On a remarqué que le président de la République, le premier ministre et bien d’autres hiérarques du monde politique ou de la société civile ont bien tardé à prendre la défense de Mme Taubira. Là se situe en effet l’instrumentalisation de la députée de la Guyane, auteur sous le président Chirac de la loi Taubira sur la reconnaissance de l’esclavage comme « crime contre l’humanité ». Ce n’est pas par hasard que Mme Taubira a été placée là à ce moment-ci pour défendre ce dossier du « mariage pour tous ». C’est le même calcul qui avait conduit le président Giscard d’Estaing à nommer une juive ancienne déportée, Mme Simone Veil, Garde des Sceaux pour porter la loi sur l’avortement en 1974.

L’humanisme de gauche — mais, quand ils le peuvent, l’extrême-droite ou le libéralisme de centre-droit — prétendent à un universalisme qui ne connaît pas de différences — égalité devant la loi, par exemple — en faisant exprès d’exhiber des représentants de minorités visibles et victimaires pour bien montrer que l’on est aveugle à la couleur (« color-blind ») alors même qu’on l’a bien fait exprès de les choisir différents, faute de quoi on ne pourrait pas prétendre ne pas faire de différence. Le cas de Mme Taubira me semble exemplaire de cette attitude. On remarquera aussi que cela tombe souvent sur des femmes (on pourrait encore citer Rachida Dati, quoique dans un autre ordre d’idées), à la noble exception de Robert Badinter, parce que c’était Mitterrand et parce que c’était lui !

Les commanditaires de Mme Taubira doivent se réjouir que sa différence soit finalement l’objet d’attaques puisque cela revient à détourner l’attention de l’objet universel qui, pour eux, est non pas son faciès ou son origine mais « le mariage pour tous ». Foutaise ! La preuve est faite, s’il en était encore besoin, que c’est, selon l’expression consacrée, l’arbre qui cache la forêt. Et dans cette forêt, la gauche et l’antiracisme ont globalement échoué. Pire ils se voilent la face et se bouchent les oreilles.
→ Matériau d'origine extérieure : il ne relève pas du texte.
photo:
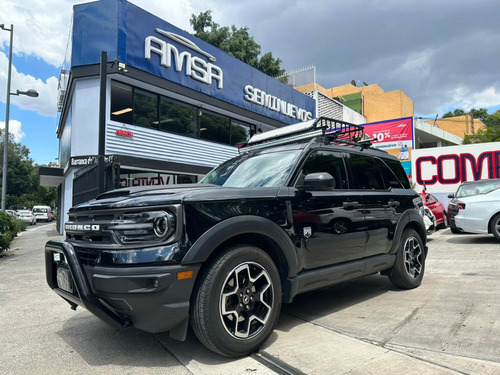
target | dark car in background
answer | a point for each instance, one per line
(468, 189)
Parlant d’arbre, les Africains sont sensibles au vocabulaire. Un de mes amis enseignant au Gabon avait suscité un jour un tollé et fut presque renvoyé pour avoir conseillé aux parents de l’un de ses élèves de le faire « changer de branche ». L’Africain, comme l’écrivait Christine Taubira dans l’article précité, préfère « l’ombre apaisante de l’arbre à palabres pour se préparer à nouveau à faire société ensemble, en choix .»


Dominique Decherf est notamment l’auteur de l’essai Couleurs.